My younger brother is eight years younger than me, and my sister is eleven years younger. I am an “expressive-expressive” personality, and so I wanted to be accepted and taken in as part of the pack, so to speak. That never happened with my older brothers no matter how hard I tried. I was always entertainment, but never taken seriously. I had my role as the peacemaker, and until I finally gave up entirely I tried to break free from that role. After a certain period of time you wise up and realize your brothers are total asses and you stop your endeavors of cohesiveness.
I had such high hopes that my next older brother Bob would suddenly like me. I actually had daydreams about it. On the first day if high school, I was expecting a break, a sudden acceptance of him, he was a senior, I was a freshman and I thought I had finally made it into his accepted world. On the first day of school he approached me, and I just knew that was going to be the moment when he said, “You know? You’re not so bad, I’m happy we’re together here now.” Or something. He told me, “Listen, we’re not going to be close, don’t expect anything, and don’t talk to me.” I was devastated. I threw my focus on to my new little brother and sister believing that I would never treat them like they’d treated me.
When I was a kid, we were the quintessential “Mormon Family” from what everyone else could see. My mom had an immaculately clean home, everyone in the Ward knew this, and she took pride in it. It also drove her crazy due to the fact that my dad eventually became Bishop and that meant constant visitors to our house. To this day I carry around the ability to size up attempting an activity weighing its value against the possible mess it might make, and then typically deciding not to do it if it meant a prolonged mess, or if I couldn’t control it very well.

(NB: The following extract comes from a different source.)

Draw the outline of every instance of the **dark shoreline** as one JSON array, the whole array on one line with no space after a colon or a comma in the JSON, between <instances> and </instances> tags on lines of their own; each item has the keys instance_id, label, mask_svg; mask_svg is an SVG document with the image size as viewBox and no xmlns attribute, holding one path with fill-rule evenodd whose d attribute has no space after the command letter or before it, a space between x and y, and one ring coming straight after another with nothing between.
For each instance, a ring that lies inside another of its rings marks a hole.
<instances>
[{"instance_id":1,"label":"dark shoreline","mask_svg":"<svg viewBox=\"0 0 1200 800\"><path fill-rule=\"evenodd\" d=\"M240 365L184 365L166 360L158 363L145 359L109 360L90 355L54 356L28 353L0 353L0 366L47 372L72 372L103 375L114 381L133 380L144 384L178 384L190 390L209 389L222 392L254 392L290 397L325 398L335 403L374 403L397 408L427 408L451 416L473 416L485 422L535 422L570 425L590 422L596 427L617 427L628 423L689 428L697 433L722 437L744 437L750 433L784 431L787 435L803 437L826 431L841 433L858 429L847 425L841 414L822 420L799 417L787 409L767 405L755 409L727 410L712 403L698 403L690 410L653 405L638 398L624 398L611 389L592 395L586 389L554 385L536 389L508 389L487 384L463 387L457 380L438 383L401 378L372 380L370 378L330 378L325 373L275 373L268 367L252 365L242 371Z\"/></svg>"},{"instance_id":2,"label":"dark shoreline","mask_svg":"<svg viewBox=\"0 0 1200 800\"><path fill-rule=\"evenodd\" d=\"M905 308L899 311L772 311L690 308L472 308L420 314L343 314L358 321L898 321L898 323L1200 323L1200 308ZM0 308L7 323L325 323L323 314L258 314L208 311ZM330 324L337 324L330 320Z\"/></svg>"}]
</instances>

This eventually led to my obsessive-compulsive personality that typically came rushing out when I was attempting tasks like art projects or painting walls. One time when I was about ten years old, I was trying to make a mobile for a scout project. It was the first time I realized that the concept of “perfection” has been injected into me as I literally shredded about two days worth of intricate work because it wouldn’t hang perfectly balanced in an angry rage. I was berating myself tremendously, and realized in that moment that I really was taking on my own mom’s rage.
The way I was attacking myself in that moment when I was ten with mangled pieces of a failed Scouting Project mobile at my feet would be captured perfectly in a film scene years later in American Beauty when the character Carolyn Burnham, played by Annette Bening, berated herself while leaning against some closed blinds after a failed day at selling an ugly house. Wow, talk about watching yourself and your mom being played right in front of your nose! Years later, I would watch Merryl Streep play Joe Pitt’s mother in HBO’s version of Angels in America and almost cry watching the similarities between Mrs. Pitt and my mom.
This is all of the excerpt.